Established 1994
Investment FundMedium-High Risk

Life Settlements & Longevity Fund

A specialist fund acquiring portfolios of secondary-market US life insurance policies from policyholders who choose to sell rather than lapse or surrender. Returns are generated from the difference between the purchase price paid and the eventual death benefit collected — with a return profile that is structurally uncorrelated to financial markets.

Last updated: 13 June 2026 · Region: North America

Risk Warning: This is not a personal recommendation. Investments of this type carry significant risk, including loss of capital. Independent financial advice should be sought before investing. This opportunity is for sophisticated investors and high-net-worth individuals only.

Key highlights

  • Return driver is actuarial, not financial — true diversification from equities and bonds
  • US-regulated secondary market for life insurance policies — around $4–5 billion of face value transacted annually, with a far larger untapped market potential
  • Diversified portfolio of 200+ policies reduces individual longevity risk
  • Low credit risk — death benefits paid by investment-grade rated US insurance carriers, diversified across multiple carriers
  • Target 10-14% net IRR — premium for complexity, illiquidity, and specialist expertise

Life Settlements & Longevity Fund: Actuarial Returns Uncorrelated to Financial Markets

Life settlements are among the most genuinely uncorrelated investments available to institutional investors.

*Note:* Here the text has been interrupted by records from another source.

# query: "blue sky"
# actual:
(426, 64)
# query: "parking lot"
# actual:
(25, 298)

The return on a portfolio of purchased life insurance policies depends entirely on when the insured policyholders die — a fact of biology and actuarial science that has no relationship whatsoever with equity market valuations, interest rate cycles, credit spreads, or macroeconomic conditions. A financial crisis does not accelerate or delay mortality. A policy that matures when global equities fall 40% still pays its full death benefit.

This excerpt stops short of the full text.